It's the fifteenth of the month! You know what that means: your student loan payment is due! It also means that The Criterion Collection, our favorite purveyors of indie, art house, and foreign films, have unleashed a new line-up for the months ahead. Today they let us know what we'll be needlessly spending our money on in February; it's a huge month.
First up is samurai movie "Three Outlaw Samurai," a 1964 Hideo Gosha movie that, despite a surprising dearth of special features will still be worth picking up on Blu-ray and DVD because it is totally awesome. Criterion gamely describes the plot as concerning "a wandering, seen-it-all ronin (Tetsuro Tamba) [who] becomes entangled in the dangerous business of two other samurai (Isamu Nagato and Mikijiro Hira), hired to execute a band of peasants who have kidnapped the daughter of a corrupt magistrate." Sounds great.
On the complete opposite end of the spectrum is Lena Dunham's mumblecore movie "Tiny Furniture," a film some critics adored while others thought was totally awful (much like every other mumblecore movie ever made).
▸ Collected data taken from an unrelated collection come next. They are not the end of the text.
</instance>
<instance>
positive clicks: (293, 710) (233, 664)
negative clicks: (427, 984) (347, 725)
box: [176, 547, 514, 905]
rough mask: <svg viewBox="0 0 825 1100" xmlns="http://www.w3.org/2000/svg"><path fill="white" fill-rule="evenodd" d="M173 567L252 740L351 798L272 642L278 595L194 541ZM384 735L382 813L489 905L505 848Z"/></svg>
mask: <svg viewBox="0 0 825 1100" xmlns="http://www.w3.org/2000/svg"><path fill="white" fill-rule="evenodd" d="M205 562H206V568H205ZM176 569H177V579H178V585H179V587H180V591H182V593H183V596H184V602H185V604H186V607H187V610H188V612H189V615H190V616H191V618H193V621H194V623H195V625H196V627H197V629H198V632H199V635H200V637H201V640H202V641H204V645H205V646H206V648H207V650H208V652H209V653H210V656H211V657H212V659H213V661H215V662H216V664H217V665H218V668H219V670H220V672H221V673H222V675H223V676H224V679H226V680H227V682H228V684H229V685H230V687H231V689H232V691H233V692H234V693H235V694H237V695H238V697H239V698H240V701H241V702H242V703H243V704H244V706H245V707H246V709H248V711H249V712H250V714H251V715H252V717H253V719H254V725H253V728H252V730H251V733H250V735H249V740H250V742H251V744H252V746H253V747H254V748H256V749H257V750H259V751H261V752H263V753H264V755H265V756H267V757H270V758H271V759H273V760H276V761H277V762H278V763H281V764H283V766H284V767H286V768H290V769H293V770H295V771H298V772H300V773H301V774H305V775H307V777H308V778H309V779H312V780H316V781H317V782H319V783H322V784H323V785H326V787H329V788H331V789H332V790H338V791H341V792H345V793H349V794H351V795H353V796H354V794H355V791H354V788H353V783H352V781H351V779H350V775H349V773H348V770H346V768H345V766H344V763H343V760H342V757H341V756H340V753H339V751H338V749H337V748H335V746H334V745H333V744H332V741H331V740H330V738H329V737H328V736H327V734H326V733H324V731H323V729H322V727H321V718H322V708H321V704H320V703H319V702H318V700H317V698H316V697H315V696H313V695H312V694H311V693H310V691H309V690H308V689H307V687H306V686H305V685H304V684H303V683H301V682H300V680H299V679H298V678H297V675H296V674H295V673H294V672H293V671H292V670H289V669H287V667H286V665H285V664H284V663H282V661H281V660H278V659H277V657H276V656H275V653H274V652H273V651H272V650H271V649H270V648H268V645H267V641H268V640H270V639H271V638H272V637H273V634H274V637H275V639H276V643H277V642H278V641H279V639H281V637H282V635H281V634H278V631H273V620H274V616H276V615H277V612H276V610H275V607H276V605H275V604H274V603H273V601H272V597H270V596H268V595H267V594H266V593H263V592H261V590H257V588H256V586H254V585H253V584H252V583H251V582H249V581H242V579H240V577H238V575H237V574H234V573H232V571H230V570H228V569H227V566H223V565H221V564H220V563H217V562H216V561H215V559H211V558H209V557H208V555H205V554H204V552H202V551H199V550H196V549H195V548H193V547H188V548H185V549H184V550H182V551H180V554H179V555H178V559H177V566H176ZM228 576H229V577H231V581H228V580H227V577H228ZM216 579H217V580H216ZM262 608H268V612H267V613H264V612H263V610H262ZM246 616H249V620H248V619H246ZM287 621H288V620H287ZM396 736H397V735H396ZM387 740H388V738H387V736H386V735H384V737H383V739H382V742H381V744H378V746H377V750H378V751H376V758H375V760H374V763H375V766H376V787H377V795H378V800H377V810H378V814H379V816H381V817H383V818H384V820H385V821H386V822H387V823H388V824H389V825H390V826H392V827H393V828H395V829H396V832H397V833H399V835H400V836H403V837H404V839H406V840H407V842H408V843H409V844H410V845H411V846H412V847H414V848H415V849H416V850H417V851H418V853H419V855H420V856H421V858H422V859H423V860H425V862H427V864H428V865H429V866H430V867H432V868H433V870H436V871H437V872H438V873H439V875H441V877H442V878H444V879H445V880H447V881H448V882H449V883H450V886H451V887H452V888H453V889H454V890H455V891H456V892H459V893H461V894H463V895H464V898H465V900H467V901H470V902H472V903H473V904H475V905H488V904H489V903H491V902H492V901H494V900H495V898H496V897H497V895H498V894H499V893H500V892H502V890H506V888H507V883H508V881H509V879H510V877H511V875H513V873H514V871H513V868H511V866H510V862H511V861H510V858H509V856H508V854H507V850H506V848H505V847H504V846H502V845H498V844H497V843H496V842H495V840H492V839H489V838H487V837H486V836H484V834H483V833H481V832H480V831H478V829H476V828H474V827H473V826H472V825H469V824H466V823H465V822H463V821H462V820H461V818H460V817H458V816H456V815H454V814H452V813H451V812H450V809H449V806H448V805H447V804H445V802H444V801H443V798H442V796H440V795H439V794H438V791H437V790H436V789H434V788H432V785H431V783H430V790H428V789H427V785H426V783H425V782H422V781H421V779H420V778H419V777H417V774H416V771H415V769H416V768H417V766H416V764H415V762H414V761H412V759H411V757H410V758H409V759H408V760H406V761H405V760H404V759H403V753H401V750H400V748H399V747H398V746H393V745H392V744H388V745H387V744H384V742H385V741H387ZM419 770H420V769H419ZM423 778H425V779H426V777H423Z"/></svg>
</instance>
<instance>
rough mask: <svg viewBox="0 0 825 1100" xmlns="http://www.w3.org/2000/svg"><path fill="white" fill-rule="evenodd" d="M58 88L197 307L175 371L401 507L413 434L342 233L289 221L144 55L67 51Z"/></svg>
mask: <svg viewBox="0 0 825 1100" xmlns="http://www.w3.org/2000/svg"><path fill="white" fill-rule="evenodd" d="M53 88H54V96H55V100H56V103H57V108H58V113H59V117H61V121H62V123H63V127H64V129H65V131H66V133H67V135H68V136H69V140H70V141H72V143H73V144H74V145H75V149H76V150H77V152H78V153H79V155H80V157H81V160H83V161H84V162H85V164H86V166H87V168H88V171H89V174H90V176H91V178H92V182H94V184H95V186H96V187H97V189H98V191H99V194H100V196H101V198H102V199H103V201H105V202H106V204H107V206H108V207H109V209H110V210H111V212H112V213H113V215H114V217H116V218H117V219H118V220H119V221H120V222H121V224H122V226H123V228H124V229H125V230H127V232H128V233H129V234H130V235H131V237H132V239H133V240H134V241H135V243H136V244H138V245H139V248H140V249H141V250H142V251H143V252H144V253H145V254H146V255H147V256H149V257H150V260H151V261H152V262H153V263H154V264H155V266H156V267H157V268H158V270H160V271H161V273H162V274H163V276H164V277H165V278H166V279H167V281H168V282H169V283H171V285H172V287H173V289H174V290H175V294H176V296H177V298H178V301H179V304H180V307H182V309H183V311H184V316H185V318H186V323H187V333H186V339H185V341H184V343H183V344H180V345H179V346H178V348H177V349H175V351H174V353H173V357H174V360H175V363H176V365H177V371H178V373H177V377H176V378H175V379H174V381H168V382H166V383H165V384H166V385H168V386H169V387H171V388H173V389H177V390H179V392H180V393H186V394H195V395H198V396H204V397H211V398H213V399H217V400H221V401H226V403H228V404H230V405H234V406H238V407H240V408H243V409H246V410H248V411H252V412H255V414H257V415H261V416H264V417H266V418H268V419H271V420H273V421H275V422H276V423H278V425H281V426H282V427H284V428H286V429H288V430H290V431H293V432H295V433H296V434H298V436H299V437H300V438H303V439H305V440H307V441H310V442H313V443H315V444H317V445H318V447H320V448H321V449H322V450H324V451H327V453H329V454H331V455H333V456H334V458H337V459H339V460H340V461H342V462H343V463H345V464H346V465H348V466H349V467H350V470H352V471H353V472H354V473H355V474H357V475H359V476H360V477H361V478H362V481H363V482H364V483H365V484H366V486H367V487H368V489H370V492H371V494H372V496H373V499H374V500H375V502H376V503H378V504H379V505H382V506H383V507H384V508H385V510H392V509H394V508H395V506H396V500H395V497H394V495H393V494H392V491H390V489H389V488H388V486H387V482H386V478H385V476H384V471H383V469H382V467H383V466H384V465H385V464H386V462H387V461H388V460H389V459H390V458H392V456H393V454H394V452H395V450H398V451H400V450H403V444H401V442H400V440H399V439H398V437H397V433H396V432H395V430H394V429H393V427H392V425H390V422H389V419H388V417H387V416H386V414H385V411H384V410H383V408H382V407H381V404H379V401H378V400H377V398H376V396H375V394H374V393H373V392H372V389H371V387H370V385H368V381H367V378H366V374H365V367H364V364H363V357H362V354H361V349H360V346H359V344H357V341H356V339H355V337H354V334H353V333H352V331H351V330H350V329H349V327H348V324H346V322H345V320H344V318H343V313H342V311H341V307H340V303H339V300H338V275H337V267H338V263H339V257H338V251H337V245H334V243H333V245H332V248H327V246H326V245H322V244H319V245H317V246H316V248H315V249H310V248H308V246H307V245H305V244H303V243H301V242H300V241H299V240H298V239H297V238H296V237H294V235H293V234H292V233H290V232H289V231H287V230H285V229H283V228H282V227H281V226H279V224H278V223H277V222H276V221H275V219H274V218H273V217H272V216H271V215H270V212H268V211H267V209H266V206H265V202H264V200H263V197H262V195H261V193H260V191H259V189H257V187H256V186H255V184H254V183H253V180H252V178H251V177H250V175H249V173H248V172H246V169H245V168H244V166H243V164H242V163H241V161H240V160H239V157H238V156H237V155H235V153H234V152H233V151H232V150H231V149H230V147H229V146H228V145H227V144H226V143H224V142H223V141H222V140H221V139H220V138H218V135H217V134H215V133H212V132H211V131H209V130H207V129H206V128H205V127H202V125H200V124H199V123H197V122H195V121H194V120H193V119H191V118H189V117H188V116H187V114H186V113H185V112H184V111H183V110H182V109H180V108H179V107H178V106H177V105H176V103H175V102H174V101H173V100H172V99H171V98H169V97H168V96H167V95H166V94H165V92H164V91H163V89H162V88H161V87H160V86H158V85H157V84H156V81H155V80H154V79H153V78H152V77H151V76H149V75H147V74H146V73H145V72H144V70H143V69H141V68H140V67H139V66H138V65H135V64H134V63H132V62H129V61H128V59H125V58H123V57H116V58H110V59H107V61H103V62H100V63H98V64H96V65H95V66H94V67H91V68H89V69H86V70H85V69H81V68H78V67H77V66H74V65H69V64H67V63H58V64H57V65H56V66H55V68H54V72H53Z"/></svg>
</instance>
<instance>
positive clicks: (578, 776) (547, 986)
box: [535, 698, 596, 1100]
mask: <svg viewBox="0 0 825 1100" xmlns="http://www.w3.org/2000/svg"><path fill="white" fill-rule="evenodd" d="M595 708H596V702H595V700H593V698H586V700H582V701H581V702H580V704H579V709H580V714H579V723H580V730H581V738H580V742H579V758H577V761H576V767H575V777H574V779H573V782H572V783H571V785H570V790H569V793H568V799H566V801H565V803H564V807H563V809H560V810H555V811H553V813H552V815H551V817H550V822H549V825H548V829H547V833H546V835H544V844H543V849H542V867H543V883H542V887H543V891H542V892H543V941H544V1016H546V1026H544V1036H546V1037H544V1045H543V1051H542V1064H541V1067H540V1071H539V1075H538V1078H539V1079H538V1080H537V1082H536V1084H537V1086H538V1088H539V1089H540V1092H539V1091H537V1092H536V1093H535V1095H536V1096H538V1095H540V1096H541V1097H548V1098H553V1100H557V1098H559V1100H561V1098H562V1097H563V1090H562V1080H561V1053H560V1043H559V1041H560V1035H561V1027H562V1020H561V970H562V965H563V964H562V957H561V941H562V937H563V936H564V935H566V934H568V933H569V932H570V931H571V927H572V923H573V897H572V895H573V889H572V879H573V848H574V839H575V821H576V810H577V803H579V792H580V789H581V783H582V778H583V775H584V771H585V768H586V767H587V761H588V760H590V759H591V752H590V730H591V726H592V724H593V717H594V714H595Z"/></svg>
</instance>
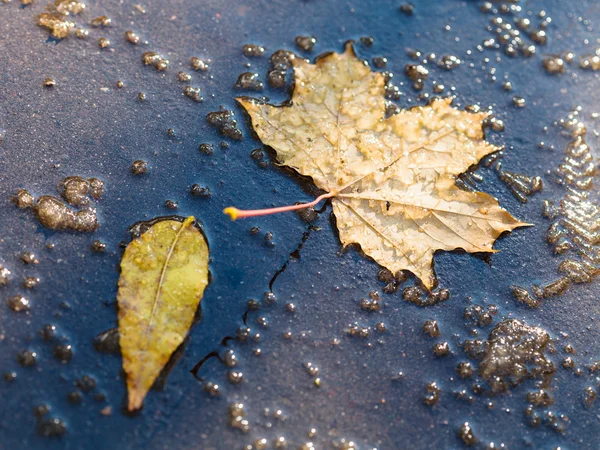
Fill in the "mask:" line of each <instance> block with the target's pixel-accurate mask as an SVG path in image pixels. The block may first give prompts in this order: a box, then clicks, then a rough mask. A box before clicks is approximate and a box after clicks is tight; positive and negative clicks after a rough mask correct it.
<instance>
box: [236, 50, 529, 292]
mask: <svg viewBox="0 0 600 450" xmlns="http://www.w3.org/2000/svg"><path fill="white" fill-rule="evenodd" d="M293 65H294V76H295V87H294V92H293V96H292V100H291V104H290V105H289V106H288V105H284V106H273V105H269V104H264V103H261V102H259V101H256V100H254V99H250V98H238V99H237V101H238V102H239V103H240V104H241V105H242V106H243V107H244V108H245V110H246V111H247V112H248V114H249V115H250V118H251V120H252V125H253V128H254V130H255V131H256V133H257V134H258V136H259V138H260V139H261V141H262V142H263V143H264V144H265V145H268V146H269V147H272V148H273V149H274V150H275V152H276V154H277V160H278V162H279V163H280V164H281V165H285V166H289V167H291V168H293V169H295V170H296V171H297V172H299V173H300V174H302V175H305V176H309V177H311V178H312V179H313V180H314V183H315V184H316V186H317V187H319V188H320V189H322V190H324V191H326V192H327V194H325V195H323V196H321V197H319V199H317V200H320V199H322V198H327V197H330V198H332V205H333V211H334V214H335V217H336V222H337V227H338V230H339V236H340V240H341V241H342V244H343V245H345V246H346V245H348V244H351V243H358V244H359V245H360V247H361V248H362V250H363V251H364V253H366V254H367V255H368V256H370V257H371V258H373V259H374V260H375V261H377V262H378V263H379V264H380V265H382V266H384V267H386V268H387V269H389V270H390V271H392V272H393V273H396V272H397V271H399V270H409V271H411V272H412V273H414V274H415V275H416V276H417V277H418V278H419V279H421V281H422V282H423V284H424V285H425V286H426V287H427V288H428V289H431V288H432V287H433V286H434V284H435V275H434V272H433V267H432V263H433V254H434V252H435V251H436V250H454V249H459V248H461V249H464V250H466V251H467V252H494V251H495V250H494V249H493V248H492V245H493V244H494V241H495V240H496V238H497V237H498V236H500V234H502V233H503V232H504V231H508V230H512V229H514V228H517V227H520V226H525V225H527V224H525V223H522V222H519V221H518V220H517V219H515V218H514V217H512V216H511V215H510V214H509V213H508V212H507V211H505V210H504V209H502V208H500V206H499V205H498V202H497V201H496V200H495V199H494V198H493V197H491V196H490V195H488V194H484V193H481V192H466V191H463V190H461V189H459V188H458V187H456V185H455V180H456V176H457V175H459V174H460V173H462V172H464V171H466V170H467V169H468V168H469V167H470V166H471V165H473V164H476V163H477V162H478V161H479V160H480V159H481V158H482V157H483V156H485V155H488V154H490V153H493V152H495V151H497V150H498V148H496V147H494V146H493V145H491V144H489V143H488V142H486V141H485V136H484V133H483V126H482V125H483V120H484V119H485V118H486V116H487V114H485V113H469V112H465V111H460V110H458V109H456V108H453V107H452V106H451V103H452V101H451V100H449V99H446V100H434V101H433V102H432V103H431V104H430V105H429V106H424V107H415V108H412V109H409V110H404V111H401V112H400V113H399V114H396V115H394V116H391V117H389V118H387V119H386V118H385V87H384V85H385V81H384V78H383V76H382V75H381V74H380V73H376V72H372V71H371V70H370V68H369V67H368V65H366V64H365V63H364V62H362V61H360V60H359V59H358V58H357V57H356V55H355V53H354V50H353V48H352V46H351V45H347V46H346V51H345V52H344V53H342V54H338V53H331V54H329V55H327V56H325V57H323V58H321V59H319V60H318V61H317V62H316V63H315V64H310V63H308V62H306V61H304V60H303V59H300V58H295V59H294V60H293ZM314 203H315V202H311V204H314ZM282 209H284V208H275V209H273V210H271V212H277V210H282ZM226 212H227V213H229V214H230V215H231V216H232V218H235V216H236V215H241V216H244V215H251V214H244V213H246V212H245V211H240V210H237V209H235V208H231V209H228V210H226Z"/></svg>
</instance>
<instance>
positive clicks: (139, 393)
mask: <svg viewBox="0 0 600 450" xmlns="http://www.w3.org/2000/svg"><path fill="white" fill-rule="evenodd" d="M144 397H145V394H142V393H141V392H138V391H136V390H131V391H129V397H128V401H127V411H129V412H134V411H137V410H138V409H140V408H141V407H142V405H143V403H144Z"/></svg>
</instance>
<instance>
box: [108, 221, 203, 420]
mask: <svg viewBox="0 0 600 450" xmlns="http://www.w3.org/2000/svg"><path fill="white" fill-rule="evenodd" d="M193 222H194V218H193V217H188V218H187V219H186V220H185V221H184V222H183V223H182V222H179V221H177V220H172V219H168V220H161V221H159V222H157V223H155V224H153V225H152V226H151V227H150V228H149V229H148V230H147V231H145V232H144V233H143V234H142V235H141V236H139V237H138V238H137V239H134V240H133V241H131V243H130V244H129V245H128V246H127V248H126V249H125V253H124V254H123V258H122V260H121V277H120V278H119V290H118V293H117V299H118V303H119V336H120V338H119V343H120V345H121V353H122V355H123V369H124V370H125V373H126V374H127V391H128V397H129V399H128V409H129V411H134V410H136V409H139V408H141V406H142V403H143V401H144V397H145V396H146V394H147V393H148V390H149V389H150V388H151V387H152V384H153V383H154V381H155V380H156V378H157V377H158V375H159V374H160V372H161V370H162V369H163V367H164V366H165V365H166V364H167V362H168V361H169V359H170V357H171V355H172V354H173V352H174V351H175V350H177V347H179V346H180V345H181V343H182V342H183V340H184V339H185V337H186V335H187V333H188V331H189V329H190V327H191V325H192V323H193V321H194V317H195V315H196V310H197V309H198V305H199V303H200V299H201V298H202V294H203V293H204V289H205V288H206V286H207V285H208V245H207V243H206V239H205V238H204V236H203V234H202V233H201V232H200V230H198V229H197V228H196V227H194V226H193Z"/></svg>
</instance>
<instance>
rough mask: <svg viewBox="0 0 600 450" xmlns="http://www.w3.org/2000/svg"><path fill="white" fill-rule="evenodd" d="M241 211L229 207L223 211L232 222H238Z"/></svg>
mask: <svg viewBox="0 0 600 450" xmlns="http://www.w3.org/2000/svg"><path fill="white" fill-rule="evenodd" d="M239 212H240V210H239V209H237V208H234V207H233V206H229V207H227V208H225V209H224V210H223V214H227V215H228V216H229V218H230V219H231V220H237V218H238V216H239Z"/></svg>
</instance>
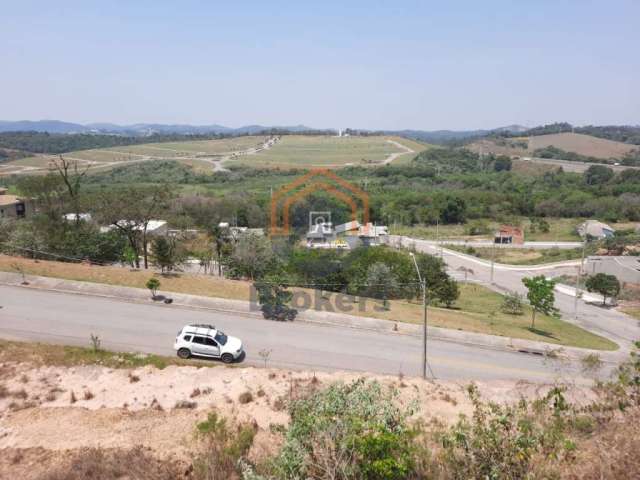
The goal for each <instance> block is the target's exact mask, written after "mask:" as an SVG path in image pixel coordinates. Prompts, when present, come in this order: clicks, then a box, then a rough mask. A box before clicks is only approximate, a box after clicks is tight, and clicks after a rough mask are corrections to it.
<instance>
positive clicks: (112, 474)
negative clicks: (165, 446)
mask: <svg viewBox="0 0 640 480" xmlns="http://www.w3.org/2000/svg"><path fill="white" fill-rule="evenodd" d="M59 460H60V461H59V462H55V466H54V467H53V468H52V469H51V470H49V471H48V473H46V474H45V475H43V476H41V477H38V478H41V479H42V480H86V479H89V478H95V479H107V478H135V479H137V480H175V479H176V478H182V477H183V476H184V472H183V471H181V469H180V468H179V467H178V465H177V464H176V462H173V461H167V460H158V459H157V458H155V457H154V456H153V455H150V454H149V453H147V452H146V451H145V450H144V448H143V447H134V448H132V449H130V450H124V449H108V450H107V449H104V450H103V449H98V448H83V449H81V450H80V451H78V452H76V453H73V456H72V458H71V459H70V460H69V461H65V460H64V457H61V458H60V459H59Z"/></svg>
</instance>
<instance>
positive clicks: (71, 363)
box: [0, 340, 218, 369]
mask: <svg viewBox="0 0 640 480" xmlns="http://www.w3.org/2000/svg"><path fill="white" fill-rule="evenodd" d="M16 358H19V359H20V360H21V361H24V362H27V363H30V364H32V365H35V366H41V365H55V366H61V367H72V366H75V365H103V366H105V367H110V368H138V367H143V366H145V365H153V366H154V367H156V368H158V369H163V368H166V367H167V366H169V365H182V366H198V367H215V366H217V365H218V364H216V363H214V362H208V361H206V360H181V359H179V358H177V357H164V356H161V355H147V354H136V353H120V352H110V351H108V350H98V351H95V350H93V349H92V348H83V347H70V346H65V345H52V344H47V343H31V342H14V341H8V340H0V362H14V361H15V360H16Z"/></svg>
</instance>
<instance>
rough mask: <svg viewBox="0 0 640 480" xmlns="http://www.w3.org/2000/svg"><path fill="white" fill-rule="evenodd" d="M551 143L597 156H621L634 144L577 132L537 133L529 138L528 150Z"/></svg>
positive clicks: (610, 157)
mask: <svg viewBox="0 0 640 480" xmlns="http://www.w3.org/2000/svg"><path fill="white" fill-rule="evenodd" d="M549 145H553V146H554V147H556V148H560V149H562V150H565V151H567V152H575V153H578V154H580V155H585V156H591V157H597V158H604V159H607V158H621V157H623V156H624V155H625V154H626V153H628V152H630V151H631V150H633V149H634V148H636V147H635V146H634V145H628V144H626V143H621V142H614V141H612V140H606V139H604V138H597V137H592V136H590V135H582V134H579V133H568V132H567V133H557V134H551V135H539V136H534V137H531V138H530V140H529V151H530V152H533V151H534V150H537V149H538V148H544V147H548V146H549Z"/></svg>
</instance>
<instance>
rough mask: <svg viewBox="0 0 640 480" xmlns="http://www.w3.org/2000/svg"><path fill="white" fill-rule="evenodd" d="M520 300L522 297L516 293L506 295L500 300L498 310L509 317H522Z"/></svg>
mask: <svg viewBox="0 0 640 480" xmlns="http://www.w3.org/2000/svg"><path fill="white" fill-rule="evenodd" d="M522 298H523V297H522V295H521V294H519V293H517V292H512V293H508V294H506V295H505V296H504V299H503V300H502V305H501V306H500V310H502V311H503V312H504V313H508V314H509V315H522V314H523V313H524V303H523V301H522Z"/></svg>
The features should be enough to pique the interest of even those who hate the genre, including a conversation between Dunham and Nora Ephron (?) and an interview with "Taxi Driver" and "Raging Bull" writer and all around badass Paul Schrader (??), as well as four of Dunham's appropriately earthy short films. Her face takes up the entire cover to remind you how much you love/hate her.
Once you've stopped hyperventilating, Otto Preminger's masterful "Anatomy Of A Murder" should remind you why The Criterion Collection was invented. Arriving newly restored and spruced up, this edition is packed to the gills with extras, with design nerds sure to drool over a feature on Saul Bass' work with Preminger. The package also includes newsreel footage from the set, a study of Duke Ellington's ace score, a vintage trailer with more on-set footage, an excerpt from the work in progress "Anatomy of 'Anatomy': The Making of a Movie" and more.
Looking for a combo of a classic director taking celebrated material? Louis Malle's "Vanya On 42nd Street" will hit both those buttons, with a Criterion issuing the meta-Anton Chekov adaptation in a more or less barebones release save for extensive interviews with the cast and producer.
And speaking of classic directors, Rainer Werner Fassbinder's long lost sci-fi epic "World On A Wire" -- which did the arthouse rounds this fall -- gets the treatment in a brand new set that won't be bursting at the seams with additional material, but will feature a 50-minute documentary "Fassbinder’s 'World on a Wire': Looking Ahead to Today" about the making of the movie.
Finally, Chris Marker's double whammy of "La Jetee" and "Sans Soleil" gets a high-def updgrade to Blu-Ray. Save you coins kids.